Gary Marchant, professeur de droit à l'Université d'État de l'Arizona, estime que, comparé aux actes malveillants consistant à utiliser l'IA pour fabriquer des cas ou des lois inexistants, ce type de témoignage généré par l'IA qui fait de son mieux pour présenter la voix de la victime de manière véridique ne contient aucune intention malveillante et n'a donc pas besoin d'être contesté.
Néanmoins, l’utilisation d’un témoignage généré par l’IA dans cette affaire, et en particulier les circonstances inattendues dans lesquelles il a été admis, ont créé un précédent sensationnel et controversé.
Le tribunal est un lieu sérieux et très sensible aux fausses informations.
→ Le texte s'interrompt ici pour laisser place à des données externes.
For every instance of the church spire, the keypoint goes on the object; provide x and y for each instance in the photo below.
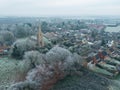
(40, 40)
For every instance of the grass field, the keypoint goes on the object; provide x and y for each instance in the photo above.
(11, 68)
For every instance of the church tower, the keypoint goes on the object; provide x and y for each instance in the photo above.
(40, 41)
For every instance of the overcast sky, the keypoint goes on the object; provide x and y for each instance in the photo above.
(59, 7)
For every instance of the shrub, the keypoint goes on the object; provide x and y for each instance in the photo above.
(33, 59)
(21, 46)
(6, 37)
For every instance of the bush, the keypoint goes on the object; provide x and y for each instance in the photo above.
(21, 46)
(50, 68)
(33, 59)
(6, 37)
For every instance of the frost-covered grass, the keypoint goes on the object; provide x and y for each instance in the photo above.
(9, 69)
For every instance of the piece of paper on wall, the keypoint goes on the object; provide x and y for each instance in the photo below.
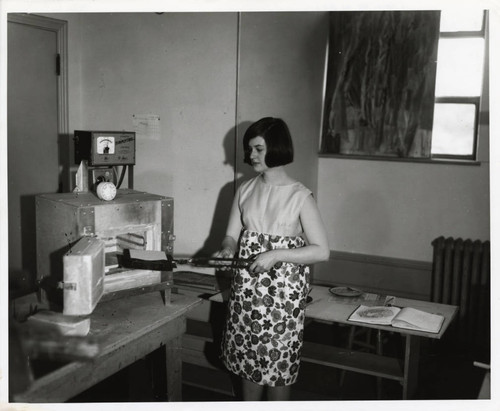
(147, 126)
Le droit anglo-américain est un système juridique qui suit la plupart du temps le système jurisprudentiel. La question de savoir si, quand et dans quelles circonstances les informations générées par l’IA peuvent être admises comme témoignage valable devant un tribunal semble être une question juridique et éthique extrêmement complexe et difficile. Les observateurs ont estimé que la décision du juge était trop hâtive.
Mais au moins l’objectif du Pays de Galles a été atteint.
« Nous espérons impressionner le juge. Notre objectif est de montrer le vrai Chris, l'être humain qu'il était », a-t-elle déclaré.